Her daughter and namesake, Delfina Gálvez Bunge, married the influential Argentine architect Amancio Williams.

She died in Alta Gracia in 1952, and appeared on an Argentine stamp in 1983.

== Selected works ==
- Simplement (poesía en francés), París, Alphonse Lemerre, 1911.
- El Arca de Noé: libro de lectura. Segundo grado, Buenos Aires, Cabaut, 1916.
- Cuentos de Navidad, ( Cuento: El oro el incienso y la mirra de D.B.) junto a otros cuentistas, Buenos Aires, sin edición, 1917.
- La Nouvelle moisson, (poesía en francés) Buenos Aires : Cooperativa Editorial Limitada, 1918.
- Poesías, Buenos Aires : Ediciones Selectas América, 1920.
- Tierras del mar azul, viajes, Buenos Aires, América Unida, 1920.
- El Alma de los niños, religión, Buenos Aires : Agencia General de Librería y Publicaciones, 1921.
- Las Imágenes del infinito, ensayo, Buenos Aires : Agencia General de Librería y Publicaciones, 1922. (Premio Municipal)
- El Tesoro del mundo, Buenos Aires : Mercatali, impr., 1923.

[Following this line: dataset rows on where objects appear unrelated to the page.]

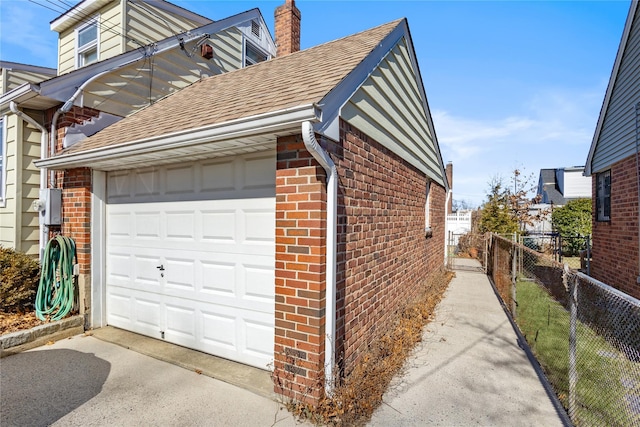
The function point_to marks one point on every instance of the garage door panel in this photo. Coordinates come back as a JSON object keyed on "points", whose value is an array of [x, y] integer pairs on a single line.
{"points": [[180, 322], [180, 273], [219, 330], [258, 337], [211, 226]]}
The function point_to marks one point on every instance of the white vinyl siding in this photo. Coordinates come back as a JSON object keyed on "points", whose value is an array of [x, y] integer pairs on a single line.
{"points": [[227, 49], [145, 24], [30, 186], [3, 162], [9, 218], [88, 42], [616, 140], [12, 78], [389, 108]]}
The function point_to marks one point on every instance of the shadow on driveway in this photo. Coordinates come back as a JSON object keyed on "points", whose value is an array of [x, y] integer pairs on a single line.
{"points": [[39, 387]]}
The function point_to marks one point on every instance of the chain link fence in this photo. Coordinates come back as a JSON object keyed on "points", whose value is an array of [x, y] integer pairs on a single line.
{"points": [[584, 333]]}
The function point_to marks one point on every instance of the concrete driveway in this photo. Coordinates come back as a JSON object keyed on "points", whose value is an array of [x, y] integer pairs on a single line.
{"points": [[83, 381]]}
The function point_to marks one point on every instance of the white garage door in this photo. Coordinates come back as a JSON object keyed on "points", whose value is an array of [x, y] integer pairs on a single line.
{"points": [[191, 255]]}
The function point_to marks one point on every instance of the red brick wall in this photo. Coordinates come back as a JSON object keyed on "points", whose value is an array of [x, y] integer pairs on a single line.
{"points": [[615, 243], [287, 28], [76, 190], [383, 254], [300, 272]]}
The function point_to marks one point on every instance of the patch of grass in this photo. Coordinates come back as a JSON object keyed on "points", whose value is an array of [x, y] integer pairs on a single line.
{"points": [[608, 383], [360, 393]]}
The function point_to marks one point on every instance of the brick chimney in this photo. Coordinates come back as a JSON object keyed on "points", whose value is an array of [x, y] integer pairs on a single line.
{"points": [[287, 28], [449, 173]]}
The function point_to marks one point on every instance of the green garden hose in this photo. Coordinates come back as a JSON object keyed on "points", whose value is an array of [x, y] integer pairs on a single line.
{"points": [[56, 292]]}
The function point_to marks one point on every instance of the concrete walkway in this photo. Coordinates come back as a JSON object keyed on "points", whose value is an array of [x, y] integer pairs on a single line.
{"points": [[469, 369], [83, 381]]}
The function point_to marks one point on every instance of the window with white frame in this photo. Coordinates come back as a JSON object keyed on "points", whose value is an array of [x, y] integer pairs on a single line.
{"points": [[603, 196], [87, 43], [3, 162], [253, 54]]}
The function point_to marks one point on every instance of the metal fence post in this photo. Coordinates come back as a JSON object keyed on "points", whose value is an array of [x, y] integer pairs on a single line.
{"points": [[514, 275], [588, 255], [573, 344]]}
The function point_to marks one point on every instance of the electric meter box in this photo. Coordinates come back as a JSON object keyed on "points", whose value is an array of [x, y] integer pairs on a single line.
{"points": [[52, 213]]}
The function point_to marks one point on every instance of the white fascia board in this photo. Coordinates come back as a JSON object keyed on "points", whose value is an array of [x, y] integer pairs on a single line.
{"points": [[260, 124], [333, 102], [63, 87], [25, 90], [612, 82]]}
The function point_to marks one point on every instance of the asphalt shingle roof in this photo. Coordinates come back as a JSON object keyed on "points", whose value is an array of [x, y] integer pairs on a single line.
{"points": [[297, 79]]}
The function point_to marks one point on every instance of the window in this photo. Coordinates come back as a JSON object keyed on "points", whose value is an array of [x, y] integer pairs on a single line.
{"points": [[603, 196], [3, 164], [253, 55], [87, 43], [255, 29]]}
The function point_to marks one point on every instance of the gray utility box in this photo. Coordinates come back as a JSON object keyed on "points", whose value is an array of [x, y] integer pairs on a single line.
{"points": [[52, 212]]}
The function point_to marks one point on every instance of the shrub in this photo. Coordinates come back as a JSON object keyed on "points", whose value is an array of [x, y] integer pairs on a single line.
{"points": [[19, 277]]}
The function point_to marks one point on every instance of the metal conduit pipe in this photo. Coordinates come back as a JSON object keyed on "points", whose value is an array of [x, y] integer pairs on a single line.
{"points": [[318, 153], [43, 172]]}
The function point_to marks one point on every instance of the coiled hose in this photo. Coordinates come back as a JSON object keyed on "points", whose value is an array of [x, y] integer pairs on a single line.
{"points": [[56, 292]]}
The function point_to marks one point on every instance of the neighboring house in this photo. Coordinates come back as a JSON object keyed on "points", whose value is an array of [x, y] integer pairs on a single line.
{"points": [[558, 186], [278, 215], [555, 188], [613, 166], [115, 57], [19, 178]]}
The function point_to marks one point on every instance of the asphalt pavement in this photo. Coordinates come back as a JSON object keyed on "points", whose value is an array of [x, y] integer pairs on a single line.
{"points": [[469, 369], [83, 381]]}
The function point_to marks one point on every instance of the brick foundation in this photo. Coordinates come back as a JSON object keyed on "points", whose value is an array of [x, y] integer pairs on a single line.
{"points": [[615, 243]]}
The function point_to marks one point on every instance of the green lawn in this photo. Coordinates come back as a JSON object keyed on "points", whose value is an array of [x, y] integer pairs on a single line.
{"points": [[608, 386]]}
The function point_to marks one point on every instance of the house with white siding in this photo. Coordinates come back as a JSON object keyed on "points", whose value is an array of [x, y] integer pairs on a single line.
{"points": [[613, 164], [114, 57], [285, 230], [19, 178]]}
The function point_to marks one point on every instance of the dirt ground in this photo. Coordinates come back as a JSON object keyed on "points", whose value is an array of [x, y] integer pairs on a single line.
{"points": [[12, 322]]}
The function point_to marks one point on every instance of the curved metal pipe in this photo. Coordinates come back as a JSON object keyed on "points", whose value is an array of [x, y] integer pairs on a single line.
{"points": [[318, 153], [42, 240]]}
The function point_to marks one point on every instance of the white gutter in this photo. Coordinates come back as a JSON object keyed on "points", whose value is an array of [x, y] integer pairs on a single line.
{"points": [[243, 127], [66, 107], [43, 172], [318, 153]]}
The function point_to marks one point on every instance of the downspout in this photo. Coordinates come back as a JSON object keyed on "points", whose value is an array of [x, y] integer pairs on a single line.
{"points": [[66, 107], [446, 220], [43, 172], [638, 173], [318, 153]]}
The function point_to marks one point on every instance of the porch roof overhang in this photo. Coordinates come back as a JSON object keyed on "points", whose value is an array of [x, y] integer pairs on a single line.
{"points": [[128, 82], [244, 135]]}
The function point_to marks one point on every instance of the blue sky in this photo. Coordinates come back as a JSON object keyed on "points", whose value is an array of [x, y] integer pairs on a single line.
{"points": [[510, 84]]}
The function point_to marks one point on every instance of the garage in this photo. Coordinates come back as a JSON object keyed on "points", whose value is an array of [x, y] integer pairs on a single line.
{"points": [[190, 255]]}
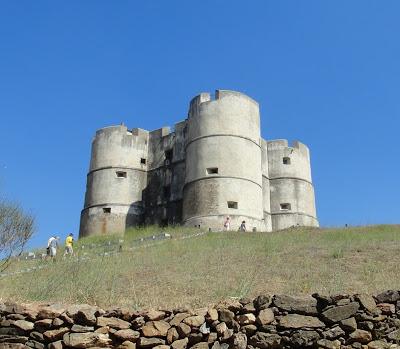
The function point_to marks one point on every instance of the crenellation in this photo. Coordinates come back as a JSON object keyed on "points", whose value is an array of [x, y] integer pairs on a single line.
{"points": [[213, 165]]}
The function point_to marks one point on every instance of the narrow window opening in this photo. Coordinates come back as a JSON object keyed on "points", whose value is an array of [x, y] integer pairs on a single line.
{"points": [[286, 207], [168, 154], [167, 192], [212, 170], [232, 204], [121, 174]]}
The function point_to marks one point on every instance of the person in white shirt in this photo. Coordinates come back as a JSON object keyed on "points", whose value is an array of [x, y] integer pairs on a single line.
{"points": [[227, 224], [52, 246]]}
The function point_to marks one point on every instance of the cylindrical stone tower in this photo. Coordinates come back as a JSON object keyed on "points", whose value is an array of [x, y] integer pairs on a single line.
{"points": [[266, 186], [223, 162], [116, 179], [292, 191]]}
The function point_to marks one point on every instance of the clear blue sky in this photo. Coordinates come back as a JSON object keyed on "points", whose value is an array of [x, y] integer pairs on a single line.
{"points": [[324, 72]]}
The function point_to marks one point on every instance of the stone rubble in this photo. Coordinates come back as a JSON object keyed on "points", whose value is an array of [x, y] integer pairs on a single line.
{"points": [[267, 322]]}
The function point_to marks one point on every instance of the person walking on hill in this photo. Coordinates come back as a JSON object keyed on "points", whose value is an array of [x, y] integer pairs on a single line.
{"points": [[227, 224], [69, 242], [52, 246], [243, 226]]}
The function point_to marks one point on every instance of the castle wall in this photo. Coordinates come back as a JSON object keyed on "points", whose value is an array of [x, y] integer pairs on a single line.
{"points": [[163, 194], [115, 181], [210, 166], [292, 192], [266, 186], [222, 133]]}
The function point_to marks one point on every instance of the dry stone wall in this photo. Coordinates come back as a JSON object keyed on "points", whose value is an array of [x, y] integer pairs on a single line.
{"points": [[329, 322]]}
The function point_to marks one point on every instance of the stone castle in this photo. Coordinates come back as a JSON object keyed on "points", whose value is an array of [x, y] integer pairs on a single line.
{"points": [[212, 165]]}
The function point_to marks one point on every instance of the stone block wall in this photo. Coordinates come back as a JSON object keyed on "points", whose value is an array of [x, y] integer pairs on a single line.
{"points": [[329, 322]]}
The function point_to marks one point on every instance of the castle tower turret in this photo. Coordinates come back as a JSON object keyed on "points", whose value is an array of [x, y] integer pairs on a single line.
{"points": [[292, 191], [223, 162], [116, 179]]}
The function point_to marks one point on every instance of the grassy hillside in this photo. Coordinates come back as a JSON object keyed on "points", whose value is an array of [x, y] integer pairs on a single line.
{"points": [[201, 270]]}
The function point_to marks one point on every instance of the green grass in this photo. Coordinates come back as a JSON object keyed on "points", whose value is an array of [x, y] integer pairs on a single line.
{"points": [[199, 271]]}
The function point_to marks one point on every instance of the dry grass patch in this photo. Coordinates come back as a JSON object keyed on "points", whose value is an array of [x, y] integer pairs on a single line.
{"points": [[202, 270]]}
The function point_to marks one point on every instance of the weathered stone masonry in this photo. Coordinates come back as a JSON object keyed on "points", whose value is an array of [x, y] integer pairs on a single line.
{"points": [[325, 322], [212, 165]]}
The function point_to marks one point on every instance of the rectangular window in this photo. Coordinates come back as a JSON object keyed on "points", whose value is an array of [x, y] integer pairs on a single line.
{"points": [[232, 204], [121, 174], [212, 170], [167, 192], [168, 154]]}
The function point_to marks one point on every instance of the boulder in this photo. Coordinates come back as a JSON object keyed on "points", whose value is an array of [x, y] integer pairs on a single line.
{"points": [[304, 339], [112, 322], [24, 325], [298, 305], [378, 345], [246, 319], [249, 330], [144, 342], [127, 335], [200, 345], [265, 317], [57, 322], [264, 340], [327, 344], [183, 330], [348, 325], [84, 314], [37, 336], [195, 338], [361, 336], [262, 302], [55, 335], [212, 315], [390, 296], [238, 341], [299, 321], [387, 308], [367, 302], [43, 325], [56, 345], [86, 340], [394, 335], [80, 328], [194, 321], [12, 346], [127, 345], [178, 318], [341, 312], [212, 337], [154, 315], [221, 328], [180, 344], [333, 333], [50, 311], [172, 335], [226, 315], [34, 344]]}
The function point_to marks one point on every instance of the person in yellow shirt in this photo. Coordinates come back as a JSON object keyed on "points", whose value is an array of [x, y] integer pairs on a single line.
{"points": [[69, 242]]}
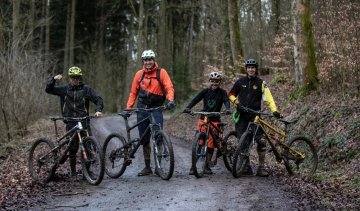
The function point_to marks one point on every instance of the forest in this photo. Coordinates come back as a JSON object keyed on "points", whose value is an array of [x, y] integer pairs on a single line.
{"points": [[310, 48]]}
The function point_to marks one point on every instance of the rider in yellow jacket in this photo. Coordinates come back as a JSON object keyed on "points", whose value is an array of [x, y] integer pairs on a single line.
{"points": [[249, 91]]}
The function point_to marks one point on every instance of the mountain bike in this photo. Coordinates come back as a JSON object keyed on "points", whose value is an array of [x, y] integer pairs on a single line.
{"points": [[225, 146], [119, 151], [298, 153], [45, 155]]}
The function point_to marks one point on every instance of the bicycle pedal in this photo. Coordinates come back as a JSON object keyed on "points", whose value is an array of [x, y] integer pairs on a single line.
{"points": [[128, 162]]}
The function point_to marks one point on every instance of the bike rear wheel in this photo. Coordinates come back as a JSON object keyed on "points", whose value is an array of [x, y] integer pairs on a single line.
{"points": [[231, 141], [115, 155], [42, 161], [163, 155], [301, 167], [199, 154], [92, 161], [241, 155]]}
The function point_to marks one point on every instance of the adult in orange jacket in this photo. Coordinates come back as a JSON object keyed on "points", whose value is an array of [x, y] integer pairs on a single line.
{"points": [[151, 85]]}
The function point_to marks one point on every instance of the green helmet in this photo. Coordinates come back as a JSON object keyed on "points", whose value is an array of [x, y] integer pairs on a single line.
{"points": [[74, 71]]}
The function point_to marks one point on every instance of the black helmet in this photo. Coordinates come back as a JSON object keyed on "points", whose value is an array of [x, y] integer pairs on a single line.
{"points": [[251, 62]]}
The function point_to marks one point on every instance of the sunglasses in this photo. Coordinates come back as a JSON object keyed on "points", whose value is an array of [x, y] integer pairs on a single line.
{"points": [[148, 59], [215, 81]]}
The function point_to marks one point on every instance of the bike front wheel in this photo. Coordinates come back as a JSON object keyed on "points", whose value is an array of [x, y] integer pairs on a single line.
{"points": [[301, 158], [92, 161], [231, 141], [163, 155], [42, 160], [115, 155], [199, 154], [241, 155]]}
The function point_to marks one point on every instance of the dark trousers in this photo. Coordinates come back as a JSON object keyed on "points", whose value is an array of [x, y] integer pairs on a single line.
{"points": [[142, 128]]}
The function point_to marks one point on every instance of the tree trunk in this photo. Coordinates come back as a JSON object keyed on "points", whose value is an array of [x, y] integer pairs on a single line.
{"points": [[72, 33], [304, 51], [67, 36], [275, 16], [234, 27], [16, 21], [162, 47], [141, 32], [259, 33], [47, 29]]}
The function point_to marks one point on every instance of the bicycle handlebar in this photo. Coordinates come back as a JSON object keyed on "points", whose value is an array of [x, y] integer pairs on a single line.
{"points": [[135, 110], [54, 118], [259, 113], [205, 113], [249, 110]]}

- Oro, incienso y mirra, religión, Buenos Aires, Mercatali, (Maubé?), 1924.
- Los Malos tiempos de hoy, Buenos Aires, Buenos Aires, 1926.
- Escuela: lecturas escolares para tercer grado, escrito junto a Julia Bunge, Buenos Aires, Cabaut, 1933.
- Hogar, junto a Julia Bunge, Buenos Aires, Cabaut, 1933.
- Lectura para cuarto grado escolar. Buenos Aires: Cabaut, 1933
- Hogar y patria:, libro de lectura para 5º grado, Es el "Libro quinto" de la serie: *"Lecturas graduadas". - Incluye una "Carta Epílogo" del Dr. Ernesto Padilla, Buenos Aires, H.M.E., 1933.
- El Reino de Dios, Buenos Aires : Santa Catalina, 1934.
- Oro, incienso y mirra, cuentos, 2da Edición, Buenos Aires, Cabaut y Cía., 1935.
- La Belleza en la vida cotidiana, ensayos, Santiago de Chile, Ercilla, 1936.
- Lecturas, cuarto grado escolar, Buenos Aires, Cabaut, 1936.
- Iniciación literaria, Buenos Aires, H.M.E., 1937.
- Nociones de religión católica: catecismo único: mi primer libro de religión, [s.l.] : [s.n.], 1938.
- Viaje alrededor de mi infancia. ensayo Buenos Aires. Imp. López. 1938.
- Dios y yo, folleto 64p., Buenos Aires, El Libro, 1940.
- Catolicismo de Guerra, (Folleto, 16p.), Buenos Aires, 1942.
- Las Mujeres y la vocación, Buenos Aires, Poblet, 1943.
- La Vida en los sueños, Buenos Aires, Emecé, 1943, 1951.
- En Torno a León Bloy : Algunos aspectos de la vida y la muerte de León Bloy, Biografías, Buenos Aires : Club de Lectores, 1944.
- Cura de estrellas, (máximas), Buenos Aires : Emecé, 1949.
- Viaje a rededor de mi infancia, Buenos Aires, Peuser, 1956. Cuatro ediciones.
- Poesías, prol. José Enrique Rodó y Alfonsina Storni, trad., (s.l.) : (s.n.), (1920).
- Seis villancicos de Navidad y Reyes, (s.l.) : (s.n.), (19--).